Find N largest or lowest values with heapq

You have a collection of items and you need to keep the N highest or lowest of them. Instead of writing your own algorithm, use build-in heapq module.

This module has two handy functions, nlargest(), and nsmallest().

This is how it works.

import heap

col = [79, 90, 21, 22, 30, 68, 55, 94, 12, 82]
heapq.nlargest(3, col) # [94, 90, 82]
heapq.nsmallest(3, col) # [12, 21, 22]

Under the hood, these functions use a heap data structure. The important feature of a heap is, that the first element is always the smallest one. The heapq module contains heapify() function which converts the elements to the heap data structure

col = [79, 90, 21, 22, 30, 68, 55, 94, 12, 82]
heapq.heapify(col)
col # prints [12, 22, 21, 79, 30, 68, 55, 94, 90, 82]

Notice two things.

1) The order of the elements changed in place.
2) That the elements are not sorted from smallest to largest as per se, but the underlying structure is heap, which means that the first element is always smallest.

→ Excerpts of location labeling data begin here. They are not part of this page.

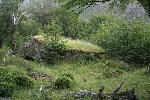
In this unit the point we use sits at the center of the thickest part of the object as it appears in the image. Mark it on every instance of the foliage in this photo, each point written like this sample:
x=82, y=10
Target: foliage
x=53, y=51
x=12, y=79
x=6, y=89
x=128, y=40
x=9, y=18
x=66, y=81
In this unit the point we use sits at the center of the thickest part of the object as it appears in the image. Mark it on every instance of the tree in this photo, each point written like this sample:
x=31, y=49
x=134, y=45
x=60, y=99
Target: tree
x=81, y=5
x=9, y=18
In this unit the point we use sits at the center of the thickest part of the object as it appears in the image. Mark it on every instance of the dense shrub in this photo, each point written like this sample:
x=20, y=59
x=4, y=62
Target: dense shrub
x=12, y=79
x=129, y=41
x=64, y=82
x=53, y=51
x=6, y=89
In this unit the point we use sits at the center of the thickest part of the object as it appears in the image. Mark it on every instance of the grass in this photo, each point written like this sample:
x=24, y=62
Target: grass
x=82, y=46
x=78, y=45
x=88, y=75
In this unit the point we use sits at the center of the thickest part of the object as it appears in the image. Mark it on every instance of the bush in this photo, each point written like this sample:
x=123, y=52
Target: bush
x=53, y=52
x=6, y=89
x=129, y=41
x=12, y=79
x=64, y=82
x=23, y=82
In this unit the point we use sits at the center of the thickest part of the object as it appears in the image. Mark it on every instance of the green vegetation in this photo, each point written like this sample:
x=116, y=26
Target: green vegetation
x=47, y=52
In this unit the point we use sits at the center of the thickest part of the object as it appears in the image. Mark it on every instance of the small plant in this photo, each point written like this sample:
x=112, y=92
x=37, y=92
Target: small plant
x=66, y=81
x=112, y=73
x=23, y=82
x=6, y=89
x=12, y=79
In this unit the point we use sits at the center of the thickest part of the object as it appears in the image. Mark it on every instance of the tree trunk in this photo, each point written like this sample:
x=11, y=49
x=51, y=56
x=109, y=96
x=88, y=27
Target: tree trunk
x=1, y=42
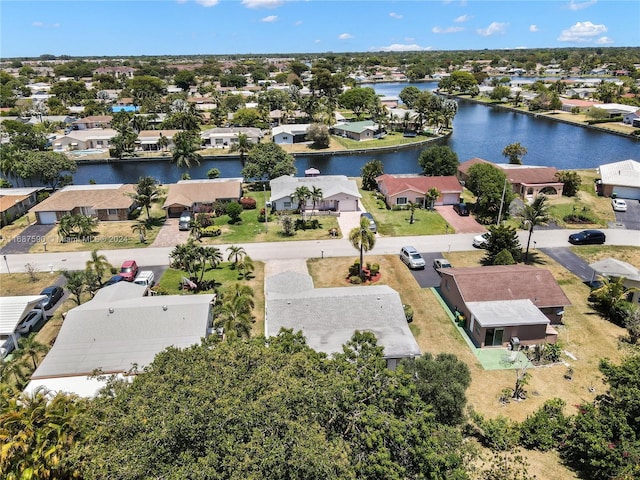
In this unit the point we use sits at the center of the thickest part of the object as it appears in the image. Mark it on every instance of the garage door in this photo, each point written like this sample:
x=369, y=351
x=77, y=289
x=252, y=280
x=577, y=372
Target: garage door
x=627, y=192
x=47, y=218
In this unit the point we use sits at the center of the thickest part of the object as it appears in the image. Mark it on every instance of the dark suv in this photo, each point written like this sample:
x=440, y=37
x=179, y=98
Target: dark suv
x=461, y=209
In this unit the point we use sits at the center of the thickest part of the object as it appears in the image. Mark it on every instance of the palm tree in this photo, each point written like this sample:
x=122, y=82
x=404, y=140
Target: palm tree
x=302, y=194
x=185, y=150
x=236, y=254
x=362, y=239
x=316, y=197
x=535, y=214
x=242, y=146
x=99, y=265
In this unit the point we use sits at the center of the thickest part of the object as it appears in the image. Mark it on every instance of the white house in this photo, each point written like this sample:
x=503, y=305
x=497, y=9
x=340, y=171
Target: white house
x=339, y=193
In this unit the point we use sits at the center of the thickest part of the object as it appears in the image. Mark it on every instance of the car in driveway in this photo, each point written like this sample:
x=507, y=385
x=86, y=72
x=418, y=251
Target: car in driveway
x=372, y=223
x=481, y=241
x=412, y=258
x=587, y=237
x=29, y=322
x=461, y=209
x=618, y=205
x=54, y=294
x=439, y=263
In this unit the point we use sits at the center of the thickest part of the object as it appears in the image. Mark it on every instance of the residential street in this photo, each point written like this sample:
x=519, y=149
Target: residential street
x=152, y=256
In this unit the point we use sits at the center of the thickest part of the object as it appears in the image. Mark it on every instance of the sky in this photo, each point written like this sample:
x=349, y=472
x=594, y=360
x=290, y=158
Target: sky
x=224, y=27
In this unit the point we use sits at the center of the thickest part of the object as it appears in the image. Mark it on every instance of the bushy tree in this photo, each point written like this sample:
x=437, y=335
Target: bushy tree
x=439, y=161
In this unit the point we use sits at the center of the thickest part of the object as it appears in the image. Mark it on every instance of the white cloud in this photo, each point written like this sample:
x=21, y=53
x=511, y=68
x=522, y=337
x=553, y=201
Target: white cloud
x=262, y=3
x=493, y=29
x=447, y=30
x=581, y=32
x=399, y=47
x=575, y=6
x=604, y=41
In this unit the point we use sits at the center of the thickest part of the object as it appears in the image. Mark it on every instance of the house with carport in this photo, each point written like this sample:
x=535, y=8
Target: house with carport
x=621, y=179
x=399, y=190
x=118, y=333
x=200, y=195
x=106, y=202
x=339, y=193
x=328, y=317
x=503, y=304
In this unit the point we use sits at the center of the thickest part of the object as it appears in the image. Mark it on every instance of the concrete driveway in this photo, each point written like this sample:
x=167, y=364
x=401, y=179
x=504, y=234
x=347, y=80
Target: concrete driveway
x=460, y=224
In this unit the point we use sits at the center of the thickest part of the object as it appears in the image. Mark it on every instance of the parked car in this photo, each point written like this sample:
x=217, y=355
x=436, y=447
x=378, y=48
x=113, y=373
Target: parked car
x=29, y=322
x=129, y=270
x=411, y=257
x=481, y=241
x=461, y=209
x=587, y=237
x=439, y=263
x=184, y=223
x=113, y=280
x=372, y=223
x=54, y=294
x=618, y=205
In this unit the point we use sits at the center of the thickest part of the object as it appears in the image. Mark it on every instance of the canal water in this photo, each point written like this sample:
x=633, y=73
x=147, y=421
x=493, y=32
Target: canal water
x=478, y=131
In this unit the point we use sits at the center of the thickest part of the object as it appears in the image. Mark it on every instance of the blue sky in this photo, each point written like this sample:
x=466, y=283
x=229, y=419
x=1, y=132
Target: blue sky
x=218, y=27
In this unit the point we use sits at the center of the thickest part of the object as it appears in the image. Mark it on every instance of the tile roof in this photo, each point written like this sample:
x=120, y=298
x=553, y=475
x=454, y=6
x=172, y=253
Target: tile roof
x=507, y=282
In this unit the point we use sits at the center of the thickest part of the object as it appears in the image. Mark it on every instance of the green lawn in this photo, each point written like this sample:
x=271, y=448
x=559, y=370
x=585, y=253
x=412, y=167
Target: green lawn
x=397, y=222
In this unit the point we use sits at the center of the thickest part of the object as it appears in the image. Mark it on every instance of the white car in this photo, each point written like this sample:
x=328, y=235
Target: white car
x=618, y=205
x=480, y=241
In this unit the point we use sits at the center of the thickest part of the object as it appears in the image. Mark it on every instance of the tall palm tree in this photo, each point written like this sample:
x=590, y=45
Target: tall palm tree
x=316, y=197
x=99, y=265
x=302, y=194
x=236, y=254
x=362, y=239
x=537, y=213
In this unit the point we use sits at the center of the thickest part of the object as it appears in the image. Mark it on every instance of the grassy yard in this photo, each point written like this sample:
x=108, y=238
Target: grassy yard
x=396, y=223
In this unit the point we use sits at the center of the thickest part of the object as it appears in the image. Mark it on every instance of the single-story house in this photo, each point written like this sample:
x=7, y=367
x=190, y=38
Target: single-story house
x=197, y=195
x=97, y=138
x=15, y=202
x=527, y=181
x=339, y=193
x=93, y=121
x=501, y=302
x=107, y=202
x=364, y=130
x=615, y=269
x=621, y=178
x=328, y=317
x=119, y=332
x=227, y=137
x=401, y=189
x=288, y=134
x=150, y=140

To get the subsequent elements, you cannot simply iterate using for loop. To check, if you write something like

for i in col: print(i)
# [12, 22, 21, 79, 30, 68, 55, 94, 90, 82]

In order to get the next subsequent element, you need to use heappop() method.

heapq.heappop(col)
# 12
heapq.heappop(col)
# 21
heapq.heappop(col)
# 22

This is a destructive process so when you iterate over all the collection, you get IndexError.

The important point is that as heappop() pops the smallest item and replaces it with another smallest one this operation has O(log N) complexity where N is size of the heap. In practical terms, it means, that if you have a large list of items and want to get a few smallest, it is faster compared to sorting the list and slicing it. But if you have a large list and want to get almost the same size as the smallest items, it may be better to sort it first and slice it.

Another thing to mention is that this can be used to more complicated data structures.

students = [ {"name": "Michael", "score":90},
            {"name": "Jane", "score": 67},
            {"name": "Paul", "score": 89},
            {"name": "Mike", "score": 99},
            {"name": "Rocky", "score": 76},
            {"name": "Lucy", "score": 79},
            {"name": "Frank", "score": 84}]

# get the three best students
heapq.nlargest(3, students, key=lambda x:x["score"])

Real-world example.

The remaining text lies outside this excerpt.